Adolf Hitler was a monster, but Stalin already had murdered millions before Hitler could claim his first victim. As for entering into an alliance with a tyrant worse than Hitler, Alexander Solzhenitsyn asks, “How is this to be explained? How can we understand it?”

Was this the only recourse we had? Shouldn’t we have entered the war with the goal of not only defeating the Axis but at the same time also ensuring that communism did not expand?

We didn’t because we ultimately ended up doing the Soviet’s bidding. But why? And why did we allow all of these countries to become enslaved by communists?

The answer is discomfiting. The simple answer is that there were Soviet agents in high places in the U.S. government and thus Americans began to “distort the normal and healthy operation of our intellectual and moral judgments,” as ally diplomat Owen O’Malley put it in his report of the Soviet Katyn Forest Massacre.

We swallowed the Big Lie, and we still live with it. We still seem to think that World War II Soviet Union was a friend. We still believe that Sen. Joseph McCarthy abused his power and identified people who were innocents. That is another big lie. The vast majority weren’t innocent and they weren’t benign.

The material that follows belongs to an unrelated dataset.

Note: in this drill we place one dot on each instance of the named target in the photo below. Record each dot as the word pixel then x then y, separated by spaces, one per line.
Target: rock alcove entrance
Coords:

Unfortunately our country, in positions that really matter, was filled with communists, fellow-travelers and sympathizers — at the highest level. Their influence assured that Soviet wishes became our demands and that their priorities became ours as well. The Lend-Lease program to the Soviet Union, for example, was our government’s No. 1 program with a priority greater than any of our own. That’s what Diana West concludes and her evidence for that is overwhelming. And also disheartening.

Stalin’s agent Harry Hopkins was one of if not the most influential of President Franklin Roosevelt’s advisers. He literally lived in the White House with the Roosevelts, and he was just the tip of the iceberg.

We sometimes hear that it was the Soviets who really defeated Germany. The truth is without our supplies and equipment, Hitler would have run across that country like a steamroller rolling over a five-day old road kill.

But if you are a believer in the Big Lie, you aren’t willing to buy any of this. OK, let us assume for sake of argument that there was no malign communist influence anywhere in the U.S. government or among the Allies before, during and after WWII. The question remains. Should we still have allowed the Soviets to enslave all of these countries?

Of course not. At the end of the war, we were the only ones with nuclear weapons. The Soviet Union should have been “persuaded” to move back to its pre-war borders.

After the war, we also joined with the Soviet Union to try Axis leaders for war crimes. Joined with war criminals as bad as or worse than the Nazis. Somehow we called this fiction justice.

We still haven’t come to terms with communists, the extent of their influence, and of our hand in helping them to become the menace they were and still are. Nor have we come to terms with the loathsome Roosevelt, the left, their fellow-travelers and their horrible legacy.